By Me

Do ut des non capricci

Buongiorno a tutti, oggi vi racconto una cosa che mi è successa ieri e che in realtà era già capitata anche qualche mese fa, in relazione al mio blog su Alessandro Magno Alessandro III di Macedonia. Ve ne parlo qui perché ho lo spazio per parlare dei miei sfoghi, mentre là non ho uno spazio del genere. Adesso vi racconto cos’è successo.

Ieri ho scritto all’ufficio stampa di un editore perché sta per uscire un libro su Alessandro Magno chiedendo se potessero mandarmi una copia del libro e dicendo che avrei pubblicato la notizia della nuova uscita. L’addetta all’ufficio stampa in un primo momento ha mascherato con simpatia la sua frecciatina e in un secondo momento ha esordito dicendo che fa il suo lavoro e non perde tempo. Va bene… non avevo minimamente insinuato che lei non facesse il suo lavoro, ma solo che non capivo la scelta di blindare una notizia quando blindata non è perché ho scoperto l’uscita di questo libro dal colosso dell’e-commerce Amazon.it e da IBS.it. Della serie: è una notizia di pubblico dominio, non è giornalismo investigativo! Comunque se lei si è sentita attaccata dal mio “pensavo nel mio piccolo di farvi un favore, non il contrario” non posso farci nulla. Non ho parlato di nessuno che non fa il suo lavoro, perché non ho proprio parlato di lavoro. Dopo quella persona mi ha detto una cosa spiacevole ma che, se è vera, non capisco comunque perché sembra che si contraddica. Mi ha detto che all’uscita di un nuovo libro le grandi testate giornalistiche di carta stampata parlano più volentieri di un libro che non circola sui social o nella rete dei blog e che quindi per fare una cosa ottimale le recensioni amatoriali dovrebbero uscire in un secondo momento. La carta stampata ha la precedenza.

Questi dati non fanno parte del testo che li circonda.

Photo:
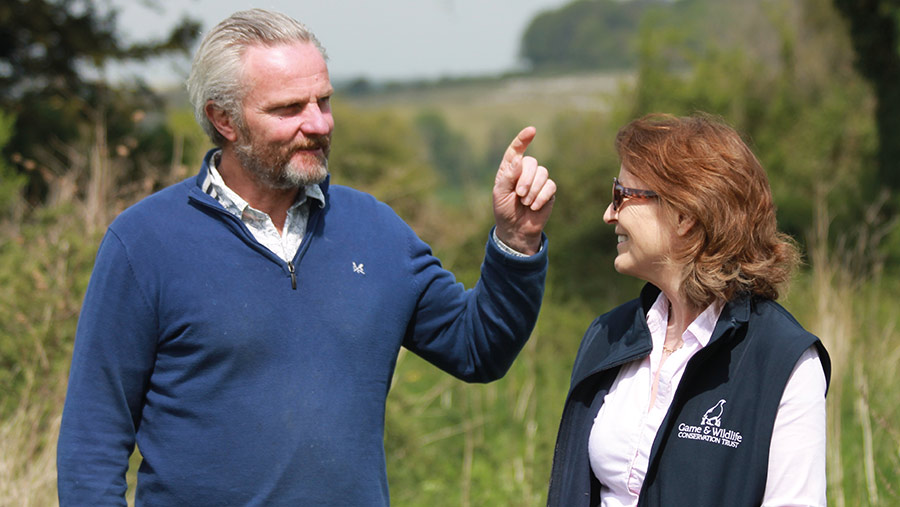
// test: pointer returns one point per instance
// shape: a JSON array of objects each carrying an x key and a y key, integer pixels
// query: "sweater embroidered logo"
[{"x": 710, "y": 428}]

Io credevo che alle grandi testate giornalistiche non importasse proprio nulla di quello che scrivono sui blog! Ok ci sono blog molto conosciuti, ma non è il mio caso, neanche per quello su Alessandro Magno!! Ma quindi perché relegare in secondo piano un mezzo che in realtà può essere potente e a bassissimo costo?

Le testate nazionali non trattano libri che vengono già trattati dal popolino dei blogger perché evidentemente quel libro non merita di essere trattato da loro?? Ma stiamo scherzando? Ok, non siamo tutti critici e studiosi nel settore, e io sono la prima a rientrare nella categoria dei dilettanti, ma perché bollare così, parlar così male, di gente appassionata alla lettura e ai temi che vengono trattati nei libri?

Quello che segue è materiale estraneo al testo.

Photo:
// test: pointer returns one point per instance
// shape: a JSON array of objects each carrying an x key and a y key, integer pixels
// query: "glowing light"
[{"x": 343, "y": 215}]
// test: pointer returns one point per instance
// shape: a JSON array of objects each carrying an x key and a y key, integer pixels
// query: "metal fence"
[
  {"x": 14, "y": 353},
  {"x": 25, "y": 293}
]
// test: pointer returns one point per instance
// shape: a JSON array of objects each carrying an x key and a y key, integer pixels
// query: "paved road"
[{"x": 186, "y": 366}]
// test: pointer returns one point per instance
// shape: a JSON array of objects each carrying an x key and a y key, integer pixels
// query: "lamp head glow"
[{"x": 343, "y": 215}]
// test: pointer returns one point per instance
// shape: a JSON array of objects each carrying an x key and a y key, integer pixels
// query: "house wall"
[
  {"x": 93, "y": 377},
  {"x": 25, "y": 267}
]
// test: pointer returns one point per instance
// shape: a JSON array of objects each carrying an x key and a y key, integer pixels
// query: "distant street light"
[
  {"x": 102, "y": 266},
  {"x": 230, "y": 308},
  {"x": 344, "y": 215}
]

Ovvio che per un editore è meglio e più proficuo se un libro viene recensito da un critico di un giornale nazionale, ma perché non dare la possibilità agli appassionati, a chi lo fa per passione e non per lavoro, a chi ci mette del suo senza ricevere un grazie e men che meno un compenso, di parlare di ciò che gli interessa?

Detto questo io ho capito una cosa: quell’ufficio stampa con me ha chiuso. Io sono sempre stata educata e ho parlato molto tranquillamente, invece l’addetta mi ha preso per una sua amica che può controllare ricattandola col libro che non sono nemmeno sicura di ricevere. Ottimo allora: comprerò il libro di tasca mia come faccio il 99% dei casi e farò uscire la recensione quando vorrò, ovvero il prima possibile perché non mi va di essere ricattata in questo modo. Se ci fosse stato un accordo è un conto, ma le parole che ha usato non mi sono piaciute.

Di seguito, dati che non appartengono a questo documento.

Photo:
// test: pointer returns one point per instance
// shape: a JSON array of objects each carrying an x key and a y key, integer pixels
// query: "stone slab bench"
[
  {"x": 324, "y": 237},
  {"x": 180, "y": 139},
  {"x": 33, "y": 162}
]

Non lavoro per nessuno, non ho accordi con nessuno, gli autori o gli editori che vogliano mandarmi un libro o del materiale su Alessandro Magno saranno sempre bene accetti, anzi sarò felice di accettare quello che vorranno mandarmi, e con Alessandro voglio leggere anche i libri auto-pubblicati, ma essere relegata in secondo piano già in partenza non mi va. Non sono una critica, scrivo di Alessandro facendo del mio meglio, non mi paragono a una testata giornalistica di carta stampata, ma c’è modo e modo per dire le cose.

Si può dire tutto agli altri con le parole giuste, ma non me la sento di giocare a questo gioco con chi sembra fare i capricci.

Grazie a tutti, e per favore ditemi la vostra perché mi sembra assurdo che un ufficio stampa possa tirarsi così la zappa sui piedi da solo.